The next step was to see if this new interactive learning tool could be integrated into our learning management system (LMS), Brightspace. And it could! Fortunately, our LMS allows teachers to make web-pages, usually used for presenting information and activities, and then to edit the underlying HTML - and, importantly, it doesn't edit out JavaScript code as some LMSs do, as "dangerous". It took a bit of tweaking and rearranging of the underlying code (more on this later), but it worked! While I don't yet have a way to integrate such activities more closely, such that I could assign them a mark based on their interactions with it, that wasn't actually the point of this activity. This applet was really just an interactive "toy", which is actually my favourite sort of learning tool!

And, the ease with which I was able to make this educational "toy" in collaboration with AI is the main reason I'm presenting this here, to my fellow tech-savvy teachers and parents. One of the most effective approaches to teaching is to make it interactive (so students can "play around" with it) and fun (so they can learn by playing). And, while not everyone is going to find an interactive lesson on base-2, -10, and -16 number systems "fun", the process of creating a fully interactive lesson just became a whole lot easier with AI!

Which makes the next step in this adventure, using AI to make more educational applets to see if this is extensible... which is the point of this site. My intent here is to use "vibe coding", experimenting with various available AIs to make more educational applets, post them here, and document the process of making them and using them, and make them available to you. Because knowledge and information and learning - and interactive learning tools! - ought to be shared.

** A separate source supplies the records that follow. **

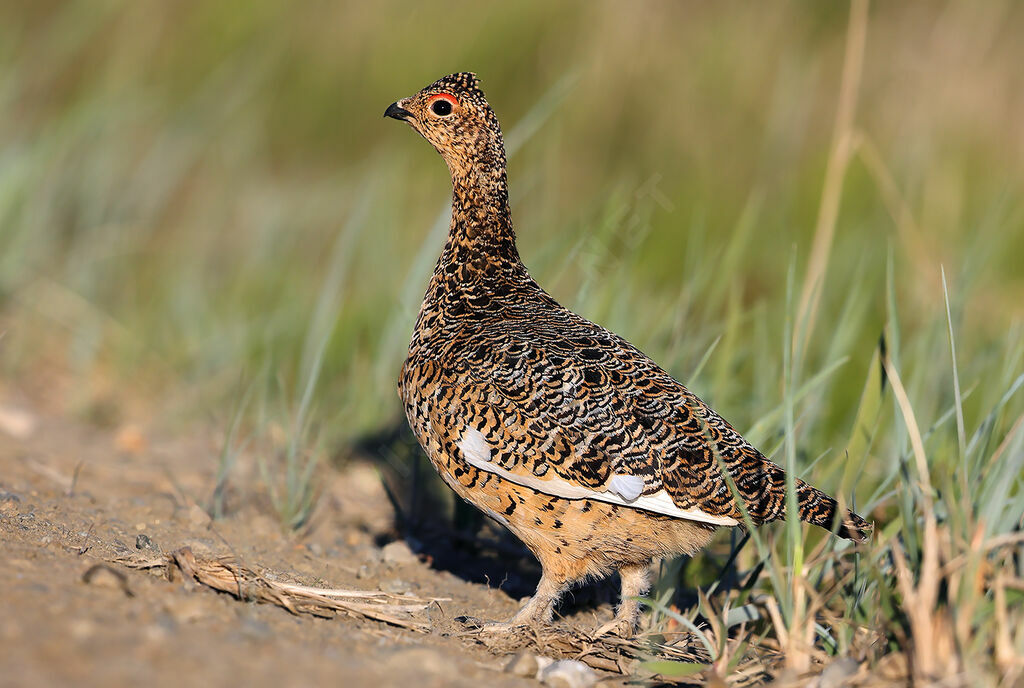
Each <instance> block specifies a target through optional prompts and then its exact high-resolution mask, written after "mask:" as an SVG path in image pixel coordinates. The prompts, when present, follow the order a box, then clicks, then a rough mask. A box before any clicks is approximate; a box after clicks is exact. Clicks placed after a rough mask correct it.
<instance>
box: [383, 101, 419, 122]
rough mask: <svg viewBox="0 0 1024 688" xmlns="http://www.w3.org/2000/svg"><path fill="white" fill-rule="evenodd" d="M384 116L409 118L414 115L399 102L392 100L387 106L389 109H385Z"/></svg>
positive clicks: (387, 108) (395, 117) (412, 116)
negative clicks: (396, 101)
mask: <svg viewBox="0 0 1024 688" xmlns="http://www.w3.org/2000/svg"><path fill="white" fill-rule="evenodd" d="M384 117H390V118H393V119H395V120H408V119H409V118H411V117H413V114H412V113H411V112H409V111H408V110H403V109H401V107H399V106H398V103H397V102H392V103H391V104H390V105H388V106H387V110H385V111H384Z"/></svg>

So, here on this site, you'll find a variety of educational applets , in a variety of useable states. I'll try to document, in the GitHub README for each (click the "Get the code" link), the prompts and/or processes by which I produced them, along with the degree to which each has been vetted/tested, and how they can be integrated into an LSM like Brightspace (which I'll prioritize simply because it's the one we use).

My intent here is for this post and this site to be simultaneously experimental and useful and, hopefully, inspirational. One of my ideals in learning is to keep it fun - it's so easy for the process of learning to suck all they joy out of it! - so anything which makes it easier to give students more educational "toys" to play with should not only be used, but used widely.